As principais diferenças entre o rito ambrosiano e o rito romano são:
Na missa, o celebrante principal não abençoa só o diácono,  mas todos os leitores (primeira e segunda leitura e salmo responsorial, inclusive); entre o Evangelho e a Homilia, recita-se ou canta-se uma antífona; as preces da comunidade pospõem-se diretamente à Homilia e precedem a Profissão de Fé; o Rito da Paz dá-se ao início da Liturgia Eucarística, precedendo a Apresentação dos Dons ou Ofertório; há diferenças entre o Cânone Romano (Oração Eucarística I) e a Oração Eucarística I ambrosiana, mas as Orações Eucarísticas II, III e IV são as mesmas e acrescentam-se duas Orações Eucarísticas próprias do rito ambrosiano, utilizadas sobretudo na Quinta-feira Santa e na Páscoa; o sacerdote procede à fração da espécie de pão e acrescenta-a ao cálice antes do Pai Nosso, enquanto se recita uma antífona; não se diz nem se canta Agnus Dei; antes da Bênção Final, a Assembleia clama três vezes Kyrie eleison (Senhor, tende piedade de nós), sem o Christe eleison (Cristo, tende piedade de nós); o Ciclo de Leituras é próprio do Rito; grande parte das Orações do Sacerdote é peculiar; e há grande variedade de antífonas.

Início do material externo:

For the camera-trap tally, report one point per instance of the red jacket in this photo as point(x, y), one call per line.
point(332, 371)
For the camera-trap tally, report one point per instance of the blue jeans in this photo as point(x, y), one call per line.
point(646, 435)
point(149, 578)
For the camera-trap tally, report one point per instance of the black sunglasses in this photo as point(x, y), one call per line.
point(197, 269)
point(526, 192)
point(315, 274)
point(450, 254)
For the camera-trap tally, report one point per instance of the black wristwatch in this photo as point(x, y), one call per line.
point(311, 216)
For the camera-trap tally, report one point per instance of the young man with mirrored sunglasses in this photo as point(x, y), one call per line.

No âmbito do Ano Litúrgico, o Advento ambrosiano tem 6 semanas, não 4; a Quaresma ambrosiana começa 4 dias depois da romana, logo não tem a Quarta-feira de Cinzas e o Carnaval continua até ao sábado, o Sabato Grasso (sábado gordo), correspondendo à terça-feira gorda; nas sextas-feiras da Quaresma não se celebra a Missa e, com raras exceções, não é distribuída a Comunhão Eucarística; a cor litúrgica do Tempo Comum não é o verde mas o vermelho; e há, ainda, outras diferenças de cores litúrgicas no decorrer do ano.

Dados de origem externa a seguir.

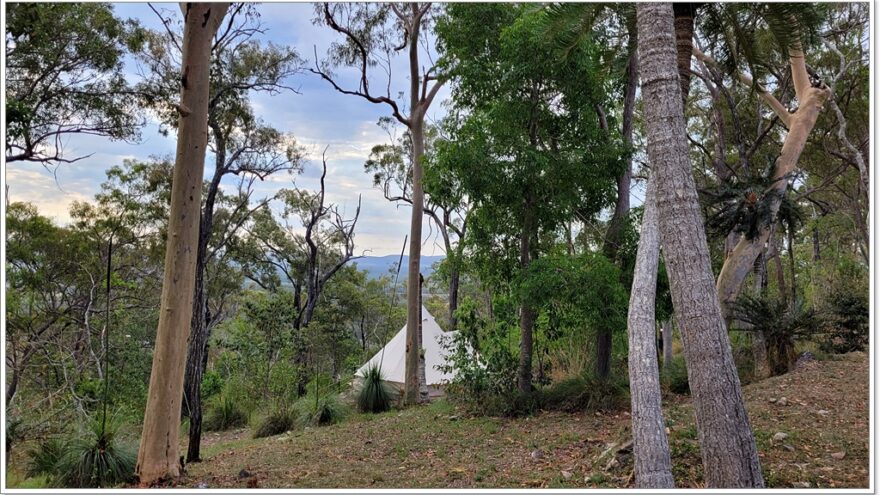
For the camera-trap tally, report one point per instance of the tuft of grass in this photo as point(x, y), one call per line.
point(44, 458)
point(325, 410)
point(376, 395)
point(96, 458)
point(225, 414)
point(275, 423)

Outras diferenças recaem sobre o Ofício Divino ou Liturgia das Horas, que difere em estrutura e conteúdo; na Liturgia da Semana Santa, que é um pouco diferente; nas Exéquias, que são próprias; não se usa a infusão de água no Batismo, mas a imersão da cabeça; o turíbulo não é fechado e é girado pelo turiferário em sentido dos ponteiros do relógio antes de se incensar alguém ou algo; o diácono usa a estola sobre e não sob a dalmática. A batina ambrosiana tem apenas 5 botões (a simbolizar as chagas de Cristo), não 33 (símbolo da idade do Senhor); a faixa é peitoral e não na direção dos rins; a pala é inteira, não quadrada como a romana; e não se usa o canto gregoriano, mas o canto ambrosiano.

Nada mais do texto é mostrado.